Abstract: The beta-titanium alloys are used mainly in bioapplications for artificial joints and other implants. They posses interesting properties such as, high corrosion resistance, low Young’s modulus, good plasticity or superelasticity etc. In this work the effect of solution treatment temperature on deformation and fracture properties has been studied. The alloy Ti-35Nb-2Zr was processed via powder metallurgy process (cold isostatic pressing, sintering and subsequent swaging). Swaged alloy was annealed at 800, 850, 900, 950 and 1000 °C. Tensile tests have been performed on such heat treated specimens and the fracture surface has been studied in correlation with microstructure. With increasing annealing temperature both tensile strength (from 925 MPa to 990 MPa) and elongation (from 13 to 25 %) increased where the maximum values were obtained for 900 °C annealed specimens and subsequently slight decrease has been observed. The simultaneous increase of strength and elongation was attached to change of deformation mechanisms which was described by studying fracture surfaces and microstructure of deformed (tensile tested) specimens.

Abstract:

The β – Ti alloy with 35 wt. % Nb and 6 wt. % with various oxygen addition (between 0.05 and 0.8 wt. %) has been studied in this work. The alloy was arc melted in a protective atmosphere of helium into water cooled copper crucible. Subsequently the material was thermo-mechanically treated (i.e. homogenized, hot forged, solution treated and cold swaged).
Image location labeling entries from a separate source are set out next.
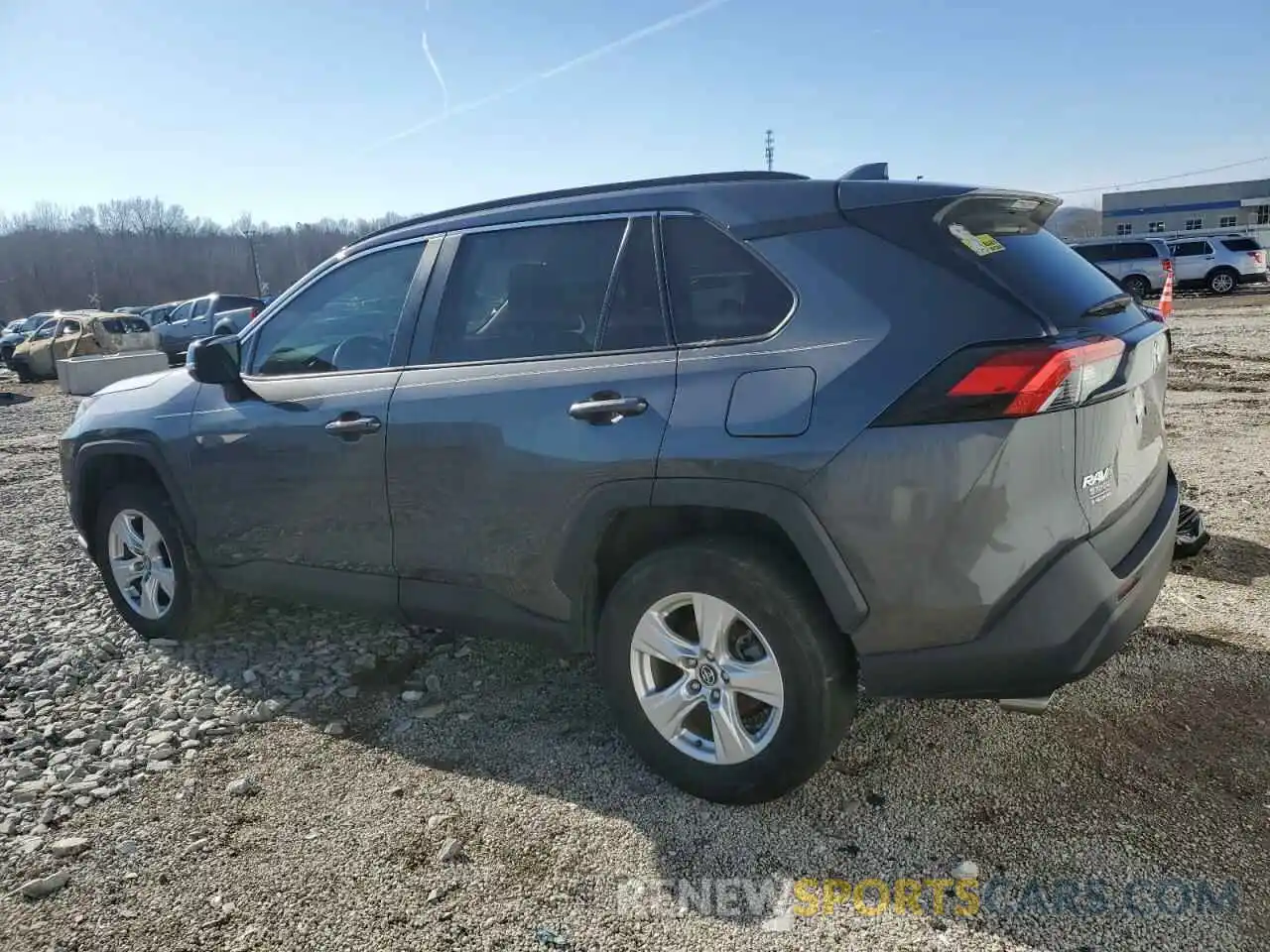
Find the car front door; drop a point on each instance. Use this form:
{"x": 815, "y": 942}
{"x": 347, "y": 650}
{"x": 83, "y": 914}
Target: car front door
{"x": 287, "y": 467}
{"x": 547, "y": 380}
{"x": 173, "y": 334}
{"x": 1192, "y": 259}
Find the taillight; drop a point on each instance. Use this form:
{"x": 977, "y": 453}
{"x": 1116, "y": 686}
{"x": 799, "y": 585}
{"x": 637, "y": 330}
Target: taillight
{"x": 1011, "y": 381}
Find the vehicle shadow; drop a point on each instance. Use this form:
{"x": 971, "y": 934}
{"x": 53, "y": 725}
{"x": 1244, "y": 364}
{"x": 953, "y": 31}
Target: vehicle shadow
{"x": 1229, "y": 558}
{"x": 1138, "y": 774}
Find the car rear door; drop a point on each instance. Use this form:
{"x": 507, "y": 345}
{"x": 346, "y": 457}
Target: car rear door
{"x": 541, "y": 376}
{"x": 1192, "y": 259}
{"x": 289, "y": 467}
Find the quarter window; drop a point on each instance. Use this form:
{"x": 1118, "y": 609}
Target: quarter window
{"x": 345, "y": 320}
{"x": 534, "y": 291}
{"x": 717, "y": 289}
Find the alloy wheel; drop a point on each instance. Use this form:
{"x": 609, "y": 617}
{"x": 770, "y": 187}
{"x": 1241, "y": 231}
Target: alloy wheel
{"x": 706, "y": 678}
{"x": 141, "y": 563}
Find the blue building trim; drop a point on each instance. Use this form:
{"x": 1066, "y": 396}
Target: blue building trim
{"x": 1173, "y": 208}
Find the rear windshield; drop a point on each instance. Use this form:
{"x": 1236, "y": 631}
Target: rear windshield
{"x": 1241, "y": 244}
{"x": 1007, "y": 239}
{"x": 125, "y": 325}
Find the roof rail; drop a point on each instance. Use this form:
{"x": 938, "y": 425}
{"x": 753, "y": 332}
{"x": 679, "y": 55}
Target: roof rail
{"x": 702, "y": 178}
{"x": 869, "y": 172}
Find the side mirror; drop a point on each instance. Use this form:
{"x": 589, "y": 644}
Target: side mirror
{"x": 214, "y": 361}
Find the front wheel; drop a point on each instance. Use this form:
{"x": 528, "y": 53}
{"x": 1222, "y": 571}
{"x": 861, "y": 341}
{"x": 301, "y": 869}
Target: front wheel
{"x": 149, "y": 570}
{"x": 725, "y": 670}
{"x": 1137, "y": 286}
{"x": 1223, "y": 281}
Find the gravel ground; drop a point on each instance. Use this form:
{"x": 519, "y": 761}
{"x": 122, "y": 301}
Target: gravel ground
{"x": 303, "y": 779}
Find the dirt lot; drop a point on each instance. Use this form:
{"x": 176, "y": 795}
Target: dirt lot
{"x": 1151, "y": 777}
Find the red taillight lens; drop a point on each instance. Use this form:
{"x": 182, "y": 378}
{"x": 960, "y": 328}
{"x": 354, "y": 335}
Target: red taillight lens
{"x": 1037, "y": 377}
{"x": 1002, "y": 381}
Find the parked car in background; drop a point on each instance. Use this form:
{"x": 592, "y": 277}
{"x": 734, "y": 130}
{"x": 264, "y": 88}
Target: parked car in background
{"x": 234, "y": 321}
{"x": 79, "y": 334}
{"x": 1135, "y": 264}
{"x": 1219, "y": 263}
{"x": 158, "y": 313}
{"x": 753, "y": 439}
{"x": 195, "y": 318}
{"x": 17, "y": 331}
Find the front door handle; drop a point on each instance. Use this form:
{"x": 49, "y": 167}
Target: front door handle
{"x": 352, "y": 424}
{"x": 607, "y": 408}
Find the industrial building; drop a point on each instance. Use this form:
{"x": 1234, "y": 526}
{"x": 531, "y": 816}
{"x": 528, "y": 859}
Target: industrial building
{"x": 1191, "y": 209}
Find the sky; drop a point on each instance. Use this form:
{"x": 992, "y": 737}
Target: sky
{"x": 298, "y": 111}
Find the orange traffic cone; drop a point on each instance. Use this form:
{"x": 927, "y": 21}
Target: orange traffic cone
{"x": 1166, "y": 296}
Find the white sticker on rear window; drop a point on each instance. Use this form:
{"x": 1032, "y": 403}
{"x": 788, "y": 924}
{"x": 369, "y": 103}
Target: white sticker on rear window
{"x": 979, "y": 244}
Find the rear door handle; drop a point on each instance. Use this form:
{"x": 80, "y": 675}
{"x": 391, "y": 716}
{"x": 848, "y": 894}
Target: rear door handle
{"x": 352, "y": 425}
{"x": 607, "y": 408}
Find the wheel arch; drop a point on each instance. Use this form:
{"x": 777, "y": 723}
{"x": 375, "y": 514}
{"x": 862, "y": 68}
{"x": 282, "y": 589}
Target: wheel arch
{"x": 107, "y": 462}
{"x": 621, "y": 522}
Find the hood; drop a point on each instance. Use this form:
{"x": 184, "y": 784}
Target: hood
{"x": 145, "y": 380}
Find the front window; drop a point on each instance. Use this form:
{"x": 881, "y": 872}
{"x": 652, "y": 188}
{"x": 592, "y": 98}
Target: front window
{"x": 530, "y": 293}
{"x": 345, "y": 320}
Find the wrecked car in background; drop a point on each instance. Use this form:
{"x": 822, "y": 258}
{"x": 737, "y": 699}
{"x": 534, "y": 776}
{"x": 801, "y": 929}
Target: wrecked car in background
{"x": 79, "y": 334}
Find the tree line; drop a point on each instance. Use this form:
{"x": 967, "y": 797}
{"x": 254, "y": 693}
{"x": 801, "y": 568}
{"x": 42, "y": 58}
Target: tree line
{"x": 144, "y": 252}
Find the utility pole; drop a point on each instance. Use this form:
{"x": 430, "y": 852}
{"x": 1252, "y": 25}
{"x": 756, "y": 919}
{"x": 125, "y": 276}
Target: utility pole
{"x": 249, "y": 234}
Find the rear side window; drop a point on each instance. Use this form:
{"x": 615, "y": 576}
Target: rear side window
{"x": 1241, "y": 244}
{"x": 717, "y": 289}
{"x": 1006, "y": 238}
{"x": 1191, "y": 249}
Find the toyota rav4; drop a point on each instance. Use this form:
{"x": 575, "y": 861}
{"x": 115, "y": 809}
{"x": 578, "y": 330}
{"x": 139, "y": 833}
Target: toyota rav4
{"x": 753, "y": 439}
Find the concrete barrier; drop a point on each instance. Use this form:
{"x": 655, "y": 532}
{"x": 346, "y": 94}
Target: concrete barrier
{"x": 82, "y": 376}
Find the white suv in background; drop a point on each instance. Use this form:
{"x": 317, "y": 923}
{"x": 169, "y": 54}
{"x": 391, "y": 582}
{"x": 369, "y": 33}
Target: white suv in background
{"x": 1219, "y": 263}
{"x": 1137, "y": 264}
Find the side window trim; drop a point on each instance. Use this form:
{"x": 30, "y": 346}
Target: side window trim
{"x": 423, "y": 356}
{"x": 409, "y": 308}
{"x": 747, "y": 249}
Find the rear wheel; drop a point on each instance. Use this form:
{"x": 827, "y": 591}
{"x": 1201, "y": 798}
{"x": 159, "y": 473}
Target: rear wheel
{"x": 149, "y": 569}
{"x": 725, "y": 670}
{"x": 1223, "y": 281}
{"x": 1137, "y": 286}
Samples of the alloy with the lowest oxygen content were also subjected to aging treatment 450°C for 8 hours. The yield stress R_p0.2, tensile strength (R_m), elongation (A), reduction area (Z) and Young's modulus (E) depending on the oxygen content and on microstructure were studied. Also the microstructure analysis by using the light and electron microscopy has been performed.

Small oxygen addition increases both yield and tensile strength in cold swaged or solution treated conditions. The same can be also said in a lesser extent about Young’s modulus. The decrease in elongation is more distinct for oxygen addition higher than 0.5 wt. %. The oxygen content in this alloy should not exceed this value for practical applications. The increase of strength due to precipitation strengthening leads to significant increase in modulus in comparison with strengthening caused by oxygen addition (when comparing similar strength values achieved).